Abstract

In our continuing effort to develop effective anti-heroin vaccines as potential medications for the treatment of opioid use disorder, herein we present the design and synthesis of the haptens: 1-AmidoMorHap (1), 1-AmidoMorHap epimer (2), 1 Amido-DihydroMorHap (3), and 1 Amido-DihydroMorHap epimer (4). This is the first report of hydrolytically stable haptenic surrogates of heroin with the attachment site at the C1 position in the 4,5-epoxymorophinan nucleus. We prepared respective tetanus toxoid (TT)–hapten conjugates as heroin vaccine immunogens and evaluated their efficacy in vivo. We showed that all TT–hapten conjugates induced high antibody endpoint titers against the targets but only haptens 2 and 3 can induce protective effects against heroin in vivo.

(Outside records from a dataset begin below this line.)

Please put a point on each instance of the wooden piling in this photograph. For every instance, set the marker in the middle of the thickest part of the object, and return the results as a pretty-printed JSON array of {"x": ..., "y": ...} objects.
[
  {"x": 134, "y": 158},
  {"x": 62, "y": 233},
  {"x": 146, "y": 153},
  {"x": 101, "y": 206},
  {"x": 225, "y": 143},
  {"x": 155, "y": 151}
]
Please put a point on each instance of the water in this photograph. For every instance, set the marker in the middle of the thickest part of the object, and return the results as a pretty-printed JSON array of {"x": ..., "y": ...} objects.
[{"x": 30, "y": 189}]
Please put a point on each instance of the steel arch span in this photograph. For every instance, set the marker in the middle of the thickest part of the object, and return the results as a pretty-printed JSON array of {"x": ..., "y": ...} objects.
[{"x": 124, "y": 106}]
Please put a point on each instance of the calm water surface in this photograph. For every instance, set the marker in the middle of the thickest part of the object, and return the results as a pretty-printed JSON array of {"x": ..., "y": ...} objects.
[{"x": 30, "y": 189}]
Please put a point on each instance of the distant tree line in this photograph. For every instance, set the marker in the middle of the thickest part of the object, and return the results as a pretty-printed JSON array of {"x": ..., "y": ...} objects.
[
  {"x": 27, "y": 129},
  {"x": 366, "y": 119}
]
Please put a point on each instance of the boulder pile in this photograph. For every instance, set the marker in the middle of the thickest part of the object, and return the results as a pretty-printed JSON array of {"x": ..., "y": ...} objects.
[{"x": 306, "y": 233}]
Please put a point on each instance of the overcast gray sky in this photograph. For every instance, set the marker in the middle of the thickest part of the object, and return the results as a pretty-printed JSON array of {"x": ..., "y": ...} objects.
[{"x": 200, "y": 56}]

The epimeric analogues of these haptens, 1 and 4, failed to protect mice from the effects of heroin. We also showed that the in vivo efficacy is consistent with the results of the in vitro drug sequestration assay. Attachment of the linker at the C1 position induced antibodies with weak binding to the target drugs. Only TT-2 and TT-3 yielded antibodies that bound heroin and 6-acetyl morphine. None of the TT–hapten conjugates induced antibodies that cross-reacted with morphine, methadone, naloxone, or naltrexone, and only TT-3 interacted weakly with buprenorphine, and that subtle structural difference, especially at the C6 position, can vastly alter the specificity of the induced antibodies. This study is an important contribution in the field of vaccine development against small-molecule targets, providing proof that the chirality at C6 in these epoxymorphinans is a vital key to their effectiveness.

Highlights

  • 130,000 Americans died from drug overdose due to heroin from 1999 to 2019, an average of more than four deaths for every 100,000 people [1]

  • We have reported that a hapten for an effective heroin vaccine was highly dependent on the specific substituent at the C6 position [19]; former work indicated that a C6-amido substituent was the most useful substituent of the several that we designed for a heroin vaccine [19]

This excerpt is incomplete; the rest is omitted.